The environment, describes Minogue, is competitive but rewarding. The team is a cohesive unit and all compete to be the best in practice, but still take the time to come together as a team afterwards and congratulate each other on their hard work.
In Minogue’s mind, the “mini-game” is a good time to work on team strategy. Whether it’s drilling defense plays or running offensive plays, the team is constantly learning and developing under his leadership. He additionally describes their practices as “vocal”; being loud and communicating on the field helps new players see the plays being drawn up and brings them to life.
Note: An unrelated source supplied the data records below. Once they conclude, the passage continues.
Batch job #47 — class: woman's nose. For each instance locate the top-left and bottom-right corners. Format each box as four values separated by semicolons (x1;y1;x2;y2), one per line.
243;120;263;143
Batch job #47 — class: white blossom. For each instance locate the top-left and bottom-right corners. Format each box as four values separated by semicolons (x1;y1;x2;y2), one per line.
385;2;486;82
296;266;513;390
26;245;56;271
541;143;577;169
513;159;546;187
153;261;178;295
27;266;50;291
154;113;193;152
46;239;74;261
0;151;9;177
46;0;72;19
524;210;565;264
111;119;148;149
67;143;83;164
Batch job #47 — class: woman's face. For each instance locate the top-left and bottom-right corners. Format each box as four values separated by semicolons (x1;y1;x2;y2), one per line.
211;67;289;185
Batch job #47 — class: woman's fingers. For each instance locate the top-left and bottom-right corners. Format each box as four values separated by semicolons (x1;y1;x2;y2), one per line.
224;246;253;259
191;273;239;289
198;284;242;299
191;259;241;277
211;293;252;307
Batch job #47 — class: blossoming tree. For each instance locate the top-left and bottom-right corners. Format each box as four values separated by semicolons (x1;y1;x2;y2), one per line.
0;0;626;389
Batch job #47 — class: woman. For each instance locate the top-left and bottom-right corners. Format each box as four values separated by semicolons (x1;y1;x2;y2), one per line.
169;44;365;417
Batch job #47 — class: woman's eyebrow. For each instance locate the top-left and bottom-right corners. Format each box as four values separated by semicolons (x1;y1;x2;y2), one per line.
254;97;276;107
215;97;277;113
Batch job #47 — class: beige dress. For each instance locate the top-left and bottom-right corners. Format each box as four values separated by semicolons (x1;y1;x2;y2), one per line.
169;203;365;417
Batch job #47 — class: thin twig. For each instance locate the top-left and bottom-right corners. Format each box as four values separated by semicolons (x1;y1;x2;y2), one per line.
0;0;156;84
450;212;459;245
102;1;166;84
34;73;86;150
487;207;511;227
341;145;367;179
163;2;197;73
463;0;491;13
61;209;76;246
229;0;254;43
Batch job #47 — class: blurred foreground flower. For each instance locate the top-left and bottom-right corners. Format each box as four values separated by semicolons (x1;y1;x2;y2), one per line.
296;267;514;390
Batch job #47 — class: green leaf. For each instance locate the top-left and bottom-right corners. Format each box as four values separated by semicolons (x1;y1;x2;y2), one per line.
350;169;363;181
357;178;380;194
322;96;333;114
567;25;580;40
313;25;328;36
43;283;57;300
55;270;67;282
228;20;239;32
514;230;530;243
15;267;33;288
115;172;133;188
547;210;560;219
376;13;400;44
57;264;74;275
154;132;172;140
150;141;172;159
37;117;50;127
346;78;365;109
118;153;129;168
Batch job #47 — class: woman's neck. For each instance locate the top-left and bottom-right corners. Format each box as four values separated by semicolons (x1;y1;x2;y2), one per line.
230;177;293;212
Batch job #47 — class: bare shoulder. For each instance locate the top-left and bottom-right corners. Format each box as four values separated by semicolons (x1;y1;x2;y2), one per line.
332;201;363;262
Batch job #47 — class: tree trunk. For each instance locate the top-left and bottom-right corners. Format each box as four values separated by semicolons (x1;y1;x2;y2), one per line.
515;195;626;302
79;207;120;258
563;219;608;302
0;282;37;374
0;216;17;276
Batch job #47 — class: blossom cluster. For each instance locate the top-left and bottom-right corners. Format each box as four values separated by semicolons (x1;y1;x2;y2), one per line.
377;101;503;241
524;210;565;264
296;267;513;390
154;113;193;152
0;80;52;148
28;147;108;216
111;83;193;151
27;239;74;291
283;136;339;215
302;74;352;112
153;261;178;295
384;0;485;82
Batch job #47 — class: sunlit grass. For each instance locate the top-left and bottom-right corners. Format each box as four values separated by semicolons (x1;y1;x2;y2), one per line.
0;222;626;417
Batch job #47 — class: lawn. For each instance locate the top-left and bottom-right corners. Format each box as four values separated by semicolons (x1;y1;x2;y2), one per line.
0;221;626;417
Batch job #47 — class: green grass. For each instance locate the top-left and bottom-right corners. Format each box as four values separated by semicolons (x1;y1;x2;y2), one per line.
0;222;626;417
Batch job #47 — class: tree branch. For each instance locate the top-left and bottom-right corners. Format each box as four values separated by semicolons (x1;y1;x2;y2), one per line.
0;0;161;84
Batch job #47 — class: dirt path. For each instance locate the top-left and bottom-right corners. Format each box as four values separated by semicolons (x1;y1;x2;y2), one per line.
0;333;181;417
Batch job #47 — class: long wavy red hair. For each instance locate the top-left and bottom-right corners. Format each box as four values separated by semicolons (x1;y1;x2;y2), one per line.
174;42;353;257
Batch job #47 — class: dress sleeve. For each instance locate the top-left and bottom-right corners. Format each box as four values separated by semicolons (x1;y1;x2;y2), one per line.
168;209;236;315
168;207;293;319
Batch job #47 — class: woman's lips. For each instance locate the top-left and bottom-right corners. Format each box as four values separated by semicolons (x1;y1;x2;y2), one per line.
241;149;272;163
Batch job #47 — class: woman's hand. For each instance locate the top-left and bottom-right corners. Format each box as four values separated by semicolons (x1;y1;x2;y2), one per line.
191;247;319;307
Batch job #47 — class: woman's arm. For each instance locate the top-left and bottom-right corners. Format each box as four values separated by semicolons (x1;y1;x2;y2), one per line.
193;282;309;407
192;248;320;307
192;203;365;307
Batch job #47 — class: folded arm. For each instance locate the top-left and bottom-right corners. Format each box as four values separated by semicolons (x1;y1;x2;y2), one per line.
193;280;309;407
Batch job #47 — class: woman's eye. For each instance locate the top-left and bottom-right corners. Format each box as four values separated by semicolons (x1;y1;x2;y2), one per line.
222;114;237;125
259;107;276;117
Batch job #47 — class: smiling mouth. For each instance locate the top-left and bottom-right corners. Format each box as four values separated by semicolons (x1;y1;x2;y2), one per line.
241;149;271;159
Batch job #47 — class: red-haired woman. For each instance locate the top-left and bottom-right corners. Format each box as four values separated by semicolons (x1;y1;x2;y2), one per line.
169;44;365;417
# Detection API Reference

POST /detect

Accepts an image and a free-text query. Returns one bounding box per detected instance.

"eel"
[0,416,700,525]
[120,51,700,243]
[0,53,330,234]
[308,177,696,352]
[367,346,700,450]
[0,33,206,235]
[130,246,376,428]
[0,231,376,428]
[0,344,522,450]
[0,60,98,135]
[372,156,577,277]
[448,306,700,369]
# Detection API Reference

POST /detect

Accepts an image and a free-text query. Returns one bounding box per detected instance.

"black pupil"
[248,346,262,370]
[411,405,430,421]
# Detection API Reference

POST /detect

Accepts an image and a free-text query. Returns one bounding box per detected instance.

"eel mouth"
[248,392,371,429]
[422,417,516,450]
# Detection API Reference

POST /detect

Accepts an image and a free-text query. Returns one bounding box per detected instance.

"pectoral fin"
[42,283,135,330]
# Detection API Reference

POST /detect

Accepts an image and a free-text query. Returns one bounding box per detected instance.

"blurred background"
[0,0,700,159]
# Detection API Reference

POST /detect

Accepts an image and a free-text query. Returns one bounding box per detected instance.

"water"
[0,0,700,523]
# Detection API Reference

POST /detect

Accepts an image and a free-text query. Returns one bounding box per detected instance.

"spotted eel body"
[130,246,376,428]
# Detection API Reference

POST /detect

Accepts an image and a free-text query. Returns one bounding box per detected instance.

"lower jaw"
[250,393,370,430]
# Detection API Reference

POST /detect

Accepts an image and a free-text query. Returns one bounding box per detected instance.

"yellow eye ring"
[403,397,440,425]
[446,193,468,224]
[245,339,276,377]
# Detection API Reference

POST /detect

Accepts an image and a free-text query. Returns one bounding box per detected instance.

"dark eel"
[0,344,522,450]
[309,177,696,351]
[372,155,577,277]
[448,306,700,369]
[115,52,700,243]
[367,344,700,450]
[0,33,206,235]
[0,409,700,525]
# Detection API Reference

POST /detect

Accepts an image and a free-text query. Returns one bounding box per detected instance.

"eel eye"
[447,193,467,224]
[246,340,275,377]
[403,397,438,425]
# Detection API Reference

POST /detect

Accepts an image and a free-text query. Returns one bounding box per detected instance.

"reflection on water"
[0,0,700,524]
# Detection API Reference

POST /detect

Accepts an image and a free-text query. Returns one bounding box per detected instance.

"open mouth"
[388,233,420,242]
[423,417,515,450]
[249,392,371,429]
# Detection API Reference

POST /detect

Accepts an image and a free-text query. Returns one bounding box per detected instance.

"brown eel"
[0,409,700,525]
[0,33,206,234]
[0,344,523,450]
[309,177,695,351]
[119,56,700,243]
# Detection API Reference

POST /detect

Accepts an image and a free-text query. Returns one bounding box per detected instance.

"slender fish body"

Ryan, in his role as the director of rugby, assists admissions in recruiting rugby players to the school as a normal Division I sport would. According to him, 19 students joined the men’s rugby team as part of recruitment efforts. In his eyes, these candidates for the team not only are standout rugby players, but also people who will add value to Fairfield’s campus community.
His goal for this year is to match that number of recruits for the men’s team, while hopefully adding three to five recruits for the women’s side.
By continuing the team’s community service efforts while also upholding a grade-point-average requirement, Ryan’s program is able to develop athletes into not only well-rounded players, but well-rounded students as a whole. “‘Student’ comes way before ‘athlete’!” he shared.
Ryan holds three pillars in the evolution of Fairfield Rugby. The first was to be competitive. His belief in being competitive spawned back in 2019 and 2020, which he feels the program has accomplished through its success over the past few seasons.
The second: “Learn how to win”. This indicator defined the 2021-22 campaign for the teams, where the squads looked to find wins even among losses. That idea ties into his final and most recent concept, which is “engineering championship DNA” in his players.
Ryan has seen this championship DNA growing in his players, as recently as this season. Even after the team lost to Brown University, the former national champions, he noticed that his players were proud of themselves for fighting tooth-and-nail with such a high-tier team. To create this DNA, Ryan urges his players to “overcome the bad, take positives from the mediocre and continue the good.”
So, next time you hear a roar of cheers coming from the southern end of campus, you might have just heard Fairfield University’s rugby team engineering this winning mentality out on Grauert Field in front of a packed group of family, friends and supporters.